3S Photonics pushes ahead with pump lasers
3S Photonics is taking business from its vertically-integrated rivals and is ramping up its output accordingly.
Surprised by the level of interest in its InP transmission lasers, the French fab began offering GaAs-based 980 nm pump lasers for the terrestrial market six months ago. Production is now accelerating and is destined to be a key part of 3S plan to expand its revenue 20 percent in 2009.
“Only two vendors - JDSU and Bookham - are producing these pumps in volume today,” said 3S director of marketing, Yannick Bailly.
“These two are also manufacturing optical amplifiers. The market is demanding alternative supply solutions because that causes problems for some of the customers.”

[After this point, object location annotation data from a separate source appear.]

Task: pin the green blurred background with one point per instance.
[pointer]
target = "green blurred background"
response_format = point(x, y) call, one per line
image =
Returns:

This marks the next stage in the ex-Alcatel and Avanex III-V fab s strategy, in which it expands from the product lines it started business with in June 2007. Then, when 3S was divested from Avanex, its original aim was returning to profitability from its submarine pumps and transmission lasers.
That was achieved in the fiscal year ended June 30 on the basis of €27.9 million in revenue. Consequently, 3S is now beginning the second part of its ongoing strategy: expand existing technologies into new markets.

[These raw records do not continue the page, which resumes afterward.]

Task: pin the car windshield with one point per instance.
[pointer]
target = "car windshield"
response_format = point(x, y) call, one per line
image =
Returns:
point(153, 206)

To this end Bailly says that 3S is also developing tunable transmitter optical sub-assembly (TOSA) discrete modules, whose ramp is six to twelve months behind the 980 nm pumps.
The company also looks set to benefit from two upcoming commercial deals with Japanese firms in the telecom sector, due to be announced in the coming months.
All these factors are combining to make Bailly and his colleagues confident in meeting its ambitious revenue growth outlook. “The current quarter s sales should be about €8 million,” he said, “so we are in good shape.”
Much of the company s revenue still comes from pump lasers for the submarine optical communication market, targeting major undersea backbone links. This comparatively stable sector is helping the 3S Photonics weather the global economic storm.
“We have very good visibility in the submarine market,” Bailly explained. “Today we have clear visibility to end calendar year 2010.”
The high-reliability GaAs laser diode technology it uses in submarine pumps was crucial in developing its latest 980 nm products, and also enables 3S to make terrestrial pumps that can run uncooled. This is something that Bailly claims only Bookham and German diode maker Lumics were offering commercially.